Mamas and Mamas-to-be: exercise that pelvic floor!
We all know it is important to exercise our body in order to keep it strong and lean, but did you know the pelvic floor needs exercise too? In honor of the fast-approaching Mother’s Day, MedAmour presents the first in a series of posts about keeping the pelvic floor healthy for today and every day.
The pelvic floor is like a trampoline. It consists of muscles and ligaments supporting the bladder, bowels and uterus. It can stretch in response to weight, but if it bears weight for a long time, as it does during pregnancy, the muscles or tissues can become stretched and weakened. Keeping it strong before pregnancy can help prevent damage to the uterus, bladder and other pelvic floor organs during a vaginal delivery. A vaginal delivery could potentially lead to urinary incontinence and pelvic floor prolapse. This affects approximately seventy percent of women during or after pregnancy. This may seem like a grim figure but there is hope!
There are many issues and conditions that contribute to becoming incontinent or have pelvic floor prolapse after giving birth including a long delivery where the woman is pushing for more than 90 minutes, larger birth weights of 10lbs or more, and age. Other contributing factors include having a poor diet, being overweight and smoking.
To help prevent issues after delivering, consider the following.
Exercise your pelvic floor!
Exercise your pelvic floor before, during and after pregnancy. If you’re not sure how, we have an easy-to-follow graphic that can help you. If you want a little more help, try a kegel exerciser like kegel balls, the FDA-Approved Vibrance or other devices specifically designed to help with pelvic floor strength and assistance with incontinence.
Listen to what the Doctor says
Dr.
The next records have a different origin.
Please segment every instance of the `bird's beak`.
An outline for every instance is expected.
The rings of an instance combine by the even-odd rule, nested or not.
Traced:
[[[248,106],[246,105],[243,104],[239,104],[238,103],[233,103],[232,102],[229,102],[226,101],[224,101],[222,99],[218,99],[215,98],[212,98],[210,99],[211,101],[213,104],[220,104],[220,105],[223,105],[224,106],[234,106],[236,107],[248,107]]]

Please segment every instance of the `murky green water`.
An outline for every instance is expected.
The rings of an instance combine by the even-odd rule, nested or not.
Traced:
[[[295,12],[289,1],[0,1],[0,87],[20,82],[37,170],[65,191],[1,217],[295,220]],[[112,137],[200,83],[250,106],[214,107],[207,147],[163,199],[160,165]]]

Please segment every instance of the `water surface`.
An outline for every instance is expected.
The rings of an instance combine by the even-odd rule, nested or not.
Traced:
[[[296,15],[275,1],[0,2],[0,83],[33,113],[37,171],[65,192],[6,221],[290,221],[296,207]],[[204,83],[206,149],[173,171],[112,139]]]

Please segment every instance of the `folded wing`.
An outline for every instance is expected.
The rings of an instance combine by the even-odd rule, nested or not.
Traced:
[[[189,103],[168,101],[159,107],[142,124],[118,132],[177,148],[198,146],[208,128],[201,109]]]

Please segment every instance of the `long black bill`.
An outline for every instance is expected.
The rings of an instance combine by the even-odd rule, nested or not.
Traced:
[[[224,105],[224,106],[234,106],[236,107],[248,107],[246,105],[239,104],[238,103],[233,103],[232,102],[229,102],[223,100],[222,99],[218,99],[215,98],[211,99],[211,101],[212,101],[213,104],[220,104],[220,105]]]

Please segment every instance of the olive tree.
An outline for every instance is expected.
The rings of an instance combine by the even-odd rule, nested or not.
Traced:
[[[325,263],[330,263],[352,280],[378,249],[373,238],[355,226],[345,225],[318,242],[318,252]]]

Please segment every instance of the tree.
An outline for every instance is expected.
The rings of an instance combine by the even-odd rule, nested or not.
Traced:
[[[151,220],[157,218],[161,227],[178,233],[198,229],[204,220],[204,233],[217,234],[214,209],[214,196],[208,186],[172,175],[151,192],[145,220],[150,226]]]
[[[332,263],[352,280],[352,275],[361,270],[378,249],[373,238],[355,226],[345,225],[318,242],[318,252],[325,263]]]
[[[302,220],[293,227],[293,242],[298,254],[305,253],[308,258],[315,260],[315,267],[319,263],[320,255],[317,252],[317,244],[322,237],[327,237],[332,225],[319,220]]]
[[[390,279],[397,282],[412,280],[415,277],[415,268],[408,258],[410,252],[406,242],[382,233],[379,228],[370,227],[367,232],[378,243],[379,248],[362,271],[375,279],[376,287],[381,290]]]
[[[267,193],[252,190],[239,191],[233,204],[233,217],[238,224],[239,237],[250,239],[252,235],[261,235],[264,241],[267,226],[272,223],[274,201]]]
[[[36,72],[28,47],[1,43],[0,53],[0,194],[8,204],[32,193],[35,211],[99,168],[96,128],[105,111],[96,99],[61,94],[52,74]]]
Mary Jane Minken, a clinical professor of obstetrics and gynecology at Yale University School of Medicine who also has a private practice in New Haven, Connecticut is a big proponent of Kegel exercise and encourages her patients to Kegel regularly. “I always tell my patients; to me, Kegels (pelvic floor exercises) are like the Ads for the musical Cats, remember how they used to advertise it? Cats-now and forever!” When one strengthens their pelvic floor muscles it helps improve circulation to the vaginal and rectal area. It can help prevent hemorrhoids, as well as possibly assist the healing process after an episiotomy or tear from childbirth.
Other simple things you can do to help your pelvic floor and reduce the risk of incontinence after childbirth is to control your weight, stop smoking, prevent constipation with a diet high in fiber and eat plenty of protein post-delivery to help heal the muscles.
Doing pelvic floor exercises before and after pregnancy one will not only help improve muscle tone to the vagina, but also decrease the risk of having leakage and or becoming incontinent. And, bonus points: it will make sex much more pleasurable. Who can argue with that?